Ponto interessante nesse livro é que Giovanna escuta seu pai falando sobre sua aparência justamente no período em que suas mudanças corporais estão acontecendo. Sem conseguir se enxergar mesmo de frente a um espelho, Giovanna recorre a suas amigas Angela, Ida e outros conhecidos para saber se é de fato tão feia. Toda essa busca a deixa confusa, sem saber de verdade quem é, sem saber como é a sua própria imagem e como é percebida pelos outros em volta.
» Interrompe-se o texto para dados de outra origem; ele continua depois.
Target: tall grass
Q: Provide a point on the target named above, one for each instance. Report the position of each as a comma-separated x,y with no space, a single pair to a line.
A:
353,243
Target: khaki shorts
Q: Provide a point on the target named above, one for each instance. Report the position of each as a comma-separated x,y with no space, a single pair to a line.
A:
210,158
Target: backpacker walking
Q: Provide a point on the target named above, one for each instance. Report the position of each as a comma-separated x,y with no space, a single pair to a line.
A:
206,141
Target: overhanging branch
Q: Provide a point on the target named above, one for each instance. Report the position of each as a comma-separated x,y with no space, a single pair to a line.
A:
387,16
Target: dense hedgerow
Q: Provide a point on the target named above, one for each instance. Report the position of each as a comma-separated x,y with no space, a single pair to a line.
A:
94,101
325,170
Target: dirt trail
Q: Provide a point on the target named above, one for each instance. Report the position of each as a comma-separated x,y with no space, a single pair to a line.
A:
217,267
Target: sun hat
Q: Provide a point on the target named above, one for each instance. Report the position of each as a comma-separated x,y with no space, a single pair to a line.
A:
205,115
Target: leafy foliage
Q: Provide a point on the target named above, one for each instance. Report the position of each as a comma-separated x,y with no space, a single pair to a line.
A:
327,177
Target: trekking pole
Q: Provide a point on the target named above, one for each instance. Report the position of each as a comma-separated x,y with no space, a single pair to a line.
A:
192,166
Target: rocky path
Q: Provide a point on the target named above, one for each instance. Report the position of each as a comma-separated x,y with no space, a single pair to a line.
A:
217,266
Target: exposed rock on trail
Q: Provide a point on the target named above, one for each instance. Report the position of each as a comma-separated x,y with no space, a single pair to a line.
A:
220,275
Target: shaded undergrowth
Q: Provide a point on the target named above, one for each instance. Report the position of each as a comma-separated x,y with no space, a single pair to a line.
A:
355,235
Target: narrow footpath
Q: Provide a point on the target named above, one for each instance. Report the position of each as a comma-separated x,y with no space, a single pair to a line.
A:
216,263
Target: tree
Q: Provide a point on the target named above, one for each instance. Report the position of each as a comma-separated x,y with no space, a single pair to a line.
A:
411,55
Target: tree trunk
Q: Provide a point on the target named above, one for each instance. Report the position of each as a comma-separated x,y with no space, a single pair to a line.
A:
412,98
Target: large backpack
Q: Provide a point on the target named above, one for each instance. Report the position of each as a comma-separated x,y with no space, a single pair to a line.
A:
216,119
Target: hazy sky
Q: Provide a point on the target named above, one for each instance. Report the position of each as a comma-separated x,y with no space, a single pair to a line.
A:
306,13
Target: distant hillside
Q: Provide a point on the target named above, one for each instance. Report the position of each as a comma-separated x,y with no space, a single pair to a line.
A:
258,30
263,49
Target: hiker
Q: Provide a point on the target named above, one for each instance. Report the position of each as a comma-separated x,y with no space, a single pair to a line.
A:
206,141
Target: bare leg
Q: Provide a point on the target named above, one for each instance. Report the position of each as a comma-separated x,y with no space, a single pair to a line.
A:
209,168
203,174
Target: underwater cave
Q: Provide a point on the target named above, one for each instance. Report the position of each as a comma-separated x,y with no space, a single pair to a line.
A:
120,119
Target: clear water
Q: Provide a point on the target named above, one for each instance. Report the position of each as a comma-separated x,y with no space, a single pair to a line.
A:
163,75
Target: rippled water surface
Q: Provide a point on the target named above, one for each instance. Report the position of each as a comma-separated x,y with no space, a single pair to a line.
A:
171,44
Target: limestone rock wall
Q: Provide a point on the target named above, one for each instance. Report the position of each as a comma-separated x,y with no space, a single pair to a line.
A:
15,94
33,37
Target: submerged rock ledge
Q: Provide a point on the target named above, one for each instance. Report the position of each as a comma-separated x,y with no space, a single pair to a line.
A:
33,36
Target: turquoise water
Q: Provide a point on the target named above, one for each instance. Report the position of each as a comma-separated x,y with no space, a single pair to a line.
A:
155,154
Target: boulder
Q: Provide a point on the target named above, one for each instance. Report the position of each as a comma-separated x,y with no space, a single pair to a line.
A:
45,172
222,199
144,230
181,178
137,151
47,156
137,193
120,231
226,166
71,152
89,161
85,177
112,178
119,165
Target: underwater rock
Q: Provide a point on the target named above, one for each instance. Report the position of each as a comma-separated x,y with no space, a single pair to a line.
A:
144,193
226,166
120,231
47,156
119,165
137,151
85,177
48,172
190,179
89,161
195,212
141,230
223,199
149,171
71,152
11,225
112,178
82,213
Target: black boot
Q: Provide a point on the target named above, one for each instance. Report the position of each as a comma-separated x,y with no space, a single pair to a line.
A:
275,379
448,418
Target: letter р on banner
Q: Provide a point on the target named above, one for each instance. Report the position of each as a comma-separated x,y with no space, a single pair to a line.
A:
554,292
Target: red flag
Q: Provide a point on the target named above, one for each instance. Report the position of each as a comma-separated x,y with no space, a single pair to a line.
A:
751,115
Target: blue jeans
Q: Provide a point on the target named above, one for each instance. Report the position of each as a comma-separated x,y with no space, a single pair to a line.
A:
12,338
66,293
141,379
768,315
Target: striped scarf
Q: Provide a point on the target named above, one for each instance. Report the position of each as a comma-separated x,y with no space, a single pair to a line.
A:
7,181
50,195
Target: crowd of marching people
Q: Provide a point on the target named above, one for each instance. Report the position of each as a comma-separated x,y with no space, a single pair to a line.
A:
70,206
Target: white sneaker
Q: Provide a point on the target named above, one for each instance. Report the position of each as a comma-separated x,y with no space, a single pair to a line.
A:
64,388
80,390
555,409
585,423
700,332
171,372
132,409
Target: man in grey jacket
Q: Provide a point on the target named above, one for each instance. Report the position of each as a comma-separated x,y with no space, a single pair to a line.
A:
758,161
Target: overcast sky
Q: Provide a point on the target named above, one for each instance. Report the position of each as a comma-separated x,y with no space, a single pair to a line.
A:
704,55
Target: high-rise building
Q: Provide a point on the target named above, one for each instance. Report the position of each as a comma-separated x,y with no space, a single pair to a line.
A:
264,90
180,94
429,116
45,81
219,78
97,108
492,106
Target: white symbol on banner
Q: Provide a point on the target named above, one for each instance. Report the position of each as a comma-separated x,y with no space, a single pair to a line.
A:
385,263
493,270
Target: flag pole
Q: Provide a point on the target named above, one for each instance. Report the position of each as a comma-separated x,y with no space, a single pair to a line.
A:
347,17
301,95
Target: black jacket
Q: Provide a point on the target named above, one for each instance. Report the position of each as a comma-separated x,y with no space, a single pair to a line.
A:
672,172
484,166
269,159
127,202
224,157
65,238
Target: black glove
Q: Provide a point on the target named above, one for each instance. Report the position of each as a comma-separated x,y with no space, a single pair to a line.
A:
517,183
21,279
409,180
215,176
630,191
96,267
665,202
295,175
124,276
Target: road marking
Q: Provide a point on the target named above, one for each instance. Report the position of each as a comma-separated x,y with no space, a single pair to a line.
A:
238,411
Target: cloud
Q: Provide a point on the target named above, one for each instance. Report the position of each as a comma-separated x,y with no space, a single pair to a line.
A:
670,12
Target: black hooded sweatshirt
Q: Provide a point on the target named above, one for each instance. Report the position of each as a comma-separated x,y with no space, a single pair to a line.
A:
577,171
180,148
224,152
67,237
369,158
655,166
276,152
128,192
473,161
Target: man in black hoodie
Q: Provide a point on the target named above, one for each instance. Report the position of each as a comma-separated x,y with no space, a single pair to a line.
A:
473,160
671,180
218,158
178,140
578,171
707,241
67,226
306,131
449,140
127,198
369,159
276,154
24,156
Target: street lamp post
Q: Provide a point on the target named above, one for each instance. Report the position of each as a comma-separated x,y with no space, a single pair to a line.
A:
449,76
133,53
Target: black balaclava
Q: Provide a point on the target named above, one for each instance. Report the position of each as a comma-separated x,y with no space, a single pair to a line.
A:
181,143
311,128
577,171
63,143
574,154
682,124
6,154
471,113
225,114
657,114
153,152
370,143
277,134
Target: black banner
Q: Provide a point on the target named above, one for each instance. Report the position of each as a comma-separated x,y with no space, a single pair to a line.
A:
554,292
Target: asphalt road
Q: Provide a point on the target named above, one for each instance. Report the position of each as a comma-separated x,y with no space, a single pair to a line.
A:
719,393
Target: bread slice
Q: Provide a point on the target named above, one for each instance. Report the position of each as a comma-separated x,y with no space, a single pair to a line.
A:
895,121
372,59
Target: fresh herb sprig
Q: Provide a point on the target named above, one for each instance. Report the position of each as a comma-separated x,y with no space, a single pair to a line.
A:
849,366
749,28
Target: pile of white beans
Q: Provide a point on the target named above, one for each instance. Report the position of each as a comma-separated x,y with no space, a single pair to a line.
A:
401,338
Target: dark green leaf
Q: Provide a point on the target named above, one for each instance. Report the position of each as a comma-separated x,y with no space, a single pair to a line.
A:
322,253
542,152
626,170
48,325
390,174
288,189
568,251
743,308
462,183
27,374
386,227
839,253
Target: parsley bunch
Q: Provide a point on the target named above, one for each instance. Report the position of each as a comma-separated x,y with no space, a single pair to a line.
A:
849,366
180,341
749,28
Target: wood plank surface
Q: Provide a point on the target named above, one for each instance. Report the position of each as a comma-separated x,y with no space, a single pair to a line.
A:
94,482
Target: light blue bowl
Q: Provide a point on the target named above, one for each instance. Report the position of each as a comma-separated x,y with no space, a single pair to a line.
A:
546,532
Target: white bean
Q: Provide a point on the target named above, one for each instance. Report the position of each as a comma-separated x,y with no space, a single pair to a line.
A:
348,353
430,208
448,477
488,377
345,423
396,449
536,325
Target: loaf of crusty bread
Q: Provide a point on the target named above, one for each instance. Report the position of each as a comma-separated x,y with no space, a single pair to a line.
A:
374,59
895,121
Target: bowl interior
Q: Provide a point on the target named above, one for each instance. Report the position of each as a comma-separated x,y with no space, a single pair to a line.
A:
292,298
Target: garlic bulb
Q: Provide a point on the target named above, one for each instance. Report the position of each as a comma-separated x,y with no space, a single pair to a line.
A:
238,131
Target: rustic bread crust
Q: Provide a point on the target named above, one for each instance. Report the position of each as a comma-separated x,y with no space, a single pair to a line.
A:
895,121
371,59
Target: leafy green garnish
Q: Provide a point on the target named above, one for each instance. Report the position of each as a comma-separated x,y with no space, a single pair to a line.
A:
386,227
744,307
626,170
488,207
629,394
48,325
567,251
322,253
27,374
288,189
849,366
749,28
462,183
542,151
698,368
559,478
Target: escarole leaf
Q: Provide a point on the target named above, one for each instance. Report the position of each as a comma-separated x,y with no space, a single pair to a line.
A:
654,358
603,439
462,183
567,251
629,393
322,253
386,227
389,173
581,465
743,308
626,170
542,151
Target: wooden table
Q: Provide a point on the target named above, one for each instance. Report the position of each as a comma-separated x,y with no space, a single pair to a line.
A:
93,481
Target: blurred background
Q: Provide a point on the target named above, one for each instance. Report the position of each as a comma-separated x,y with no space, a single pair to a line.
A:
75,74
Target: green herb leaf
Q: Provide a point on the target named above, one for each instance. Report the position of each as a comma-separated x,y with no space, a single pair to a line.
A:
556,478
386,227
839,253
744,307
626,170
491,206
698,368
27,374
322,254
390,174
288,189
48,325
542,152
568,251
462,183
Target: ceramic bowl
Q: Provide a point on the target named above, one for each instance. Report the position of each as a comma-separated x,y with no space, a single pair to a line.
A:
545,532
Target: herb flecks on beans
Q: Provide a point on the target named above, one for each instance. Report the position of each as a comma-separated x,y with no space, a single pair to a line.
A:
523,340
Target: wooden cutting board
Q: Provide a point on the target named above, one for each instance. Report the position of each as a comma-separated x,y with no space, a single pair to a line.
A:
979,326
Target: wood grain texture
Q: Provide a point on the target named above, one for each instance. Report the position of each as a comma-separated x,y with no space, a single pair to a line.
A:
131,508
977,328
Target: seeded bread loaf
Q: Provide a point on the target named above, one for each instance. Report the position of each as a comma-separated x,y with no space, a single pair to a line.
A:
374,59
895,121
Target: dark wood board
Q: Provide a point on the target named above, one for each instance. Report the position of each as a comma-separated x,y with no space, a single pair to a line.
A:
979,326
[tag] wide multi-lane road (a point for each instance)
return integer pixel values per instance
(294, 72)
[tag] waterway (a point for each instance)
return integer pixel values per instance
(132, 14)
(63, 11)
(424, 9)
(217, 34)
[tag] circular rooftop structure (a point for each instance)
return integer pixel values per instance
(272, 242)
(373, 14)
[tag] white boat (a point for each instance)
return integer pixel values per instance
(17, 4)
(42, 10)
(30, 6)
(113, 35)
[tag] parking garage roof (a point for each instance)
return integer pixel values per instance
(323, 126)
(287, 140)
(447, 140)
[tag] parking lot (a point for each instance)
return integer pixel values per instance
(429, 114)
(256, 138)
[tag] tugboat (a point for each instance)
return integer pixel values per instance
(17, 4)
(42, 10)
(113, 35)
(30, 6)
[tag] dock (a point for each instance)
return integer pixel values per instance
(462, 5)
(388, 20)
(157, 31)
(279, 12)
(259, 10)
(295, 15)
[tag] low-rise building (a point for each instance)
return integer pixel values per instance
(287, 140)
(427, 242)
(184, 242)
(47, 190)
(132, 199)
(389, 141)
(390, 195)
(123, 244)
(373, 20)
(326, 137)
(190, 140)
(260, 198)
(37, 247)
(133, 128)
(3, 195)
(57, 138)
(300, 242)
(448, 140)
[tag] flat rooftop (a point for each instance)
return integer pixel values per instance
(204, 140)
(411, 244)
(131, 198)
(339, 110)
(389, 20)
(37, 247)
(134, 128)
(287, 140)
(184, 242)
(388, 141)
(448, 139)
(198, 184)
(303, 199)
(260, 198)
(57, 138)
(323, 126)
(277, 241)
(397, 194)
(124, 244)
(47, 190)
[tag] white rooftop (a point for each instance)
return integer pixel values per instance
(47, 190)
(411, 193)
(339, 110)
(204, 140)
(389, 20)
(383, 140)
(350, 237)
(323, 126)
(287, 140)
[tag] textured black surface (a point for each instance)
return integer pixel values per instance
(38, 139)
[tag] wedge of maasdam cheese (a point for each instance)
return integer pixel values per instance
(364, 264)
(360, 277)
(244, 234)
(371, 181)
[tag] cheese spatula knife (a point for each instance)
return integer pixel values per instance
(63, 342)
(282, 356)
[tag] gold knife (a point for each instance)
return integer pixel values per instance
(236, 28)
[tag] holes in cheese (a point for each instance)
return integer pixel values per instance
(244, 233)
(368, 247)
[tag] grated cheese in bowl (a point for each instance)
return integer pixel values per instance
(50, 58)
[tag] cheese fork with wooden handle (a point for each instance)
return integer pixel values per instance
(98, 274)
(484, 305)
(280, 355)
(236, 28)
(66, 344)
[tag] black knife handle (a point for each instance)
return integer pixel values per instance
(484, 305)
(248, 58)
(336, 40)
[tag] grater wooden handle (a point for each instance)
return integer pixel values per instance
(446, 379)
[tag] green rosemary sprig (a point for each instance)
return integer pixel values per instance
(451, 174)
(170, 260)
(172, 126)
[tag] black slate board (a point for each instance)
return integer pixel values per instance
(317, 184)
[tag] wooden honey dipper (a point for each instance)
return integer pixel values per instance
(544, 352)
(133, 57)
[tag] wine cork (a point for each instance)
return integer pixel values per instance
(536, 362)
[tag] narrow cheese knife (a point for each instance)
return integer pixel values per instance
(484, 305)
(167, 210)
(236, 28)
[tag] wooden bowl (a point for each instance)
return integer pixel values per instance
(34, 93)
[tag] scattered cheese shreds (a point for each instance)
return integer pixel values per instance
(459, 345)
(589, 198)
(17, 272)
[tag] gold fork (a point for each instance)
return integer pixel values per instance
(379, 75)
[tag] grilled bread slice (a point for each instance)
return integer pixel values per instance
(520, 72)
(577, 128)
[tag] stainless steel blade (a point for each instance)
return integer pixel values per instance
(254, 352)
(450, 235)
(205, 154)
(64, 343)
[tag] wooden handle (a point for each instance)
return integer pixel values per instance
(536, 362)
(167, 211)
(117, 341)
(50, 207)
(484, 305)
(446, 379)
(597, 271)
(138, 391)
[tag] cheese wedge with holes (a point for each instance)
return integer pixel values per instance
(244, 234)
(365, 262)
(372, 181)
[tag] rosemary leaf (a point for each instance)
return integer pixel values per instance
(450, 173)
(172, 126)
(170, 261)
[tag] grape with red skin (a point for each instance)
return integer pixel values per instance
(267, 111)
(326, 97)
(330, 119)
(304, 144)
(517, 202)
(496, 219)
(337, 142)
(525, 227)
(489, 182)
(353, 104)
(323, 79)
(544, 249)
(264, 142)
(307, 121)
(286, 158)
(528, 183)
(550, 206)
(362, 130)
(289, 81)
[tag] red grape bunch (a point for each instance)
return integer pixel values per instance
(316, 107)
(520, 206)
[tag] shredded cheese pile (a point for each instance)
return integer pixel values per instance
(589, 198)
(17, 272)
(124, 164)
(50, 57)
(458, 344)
Giovanna entra em uma espiral de pensamentos que faz com que seus pais permitam que ela de fato conheça a tia Victoria, que vive na periferia napolitana. Não é preciso ser gênio para adivinhar que quando Giovanna chega na parte baixa de Nápoles ela não encontra um monstro como pensou que Victoria fosse. No entanto, o encontro das duas representa o início do crepúsculo sobre a imagem que Giovanna tem de seus próprios pais.
Apesar de não ser uma criatura abominável, Victoria é de fato uma pessoa difícil, ressentida e com espírito de vingança para com os pais de Giovanna. Existe uma história por trás do rompimento de Andrea com os outros membros da família, incluindo Victoria. Na tentativa de conseguir uma aliada, a tia tenta abrir os olhos de Giovanna e a incentiva a observar de forma mais crítica as atitudes de seus pais.
Não demora muito para tudo começar a ruir. O que Andrea condena em Victoria é algo que ele também pratica, mostrando seu total desvio de caráter. Nella também mostra que não é a criatura imaculada que sua filha acreditava ser. No final, até a própria Giovanna, já crescida, deseja cometer os desvios que ela própria viu em Andrea, Nella e Victoria.
Muitos pontos aproximam os vários personagens desse livro, mesmo eles sendo tão diferentes. As mentiras conseguem ser democráticas para o homem, professor universitário, morador da parte rica de uma cidade tão desigual, e para a mulher, empregada doméstica, dona de um apartamento suburbano. Toda a pirâmide social compartilha de comportamentos que nem imaginam.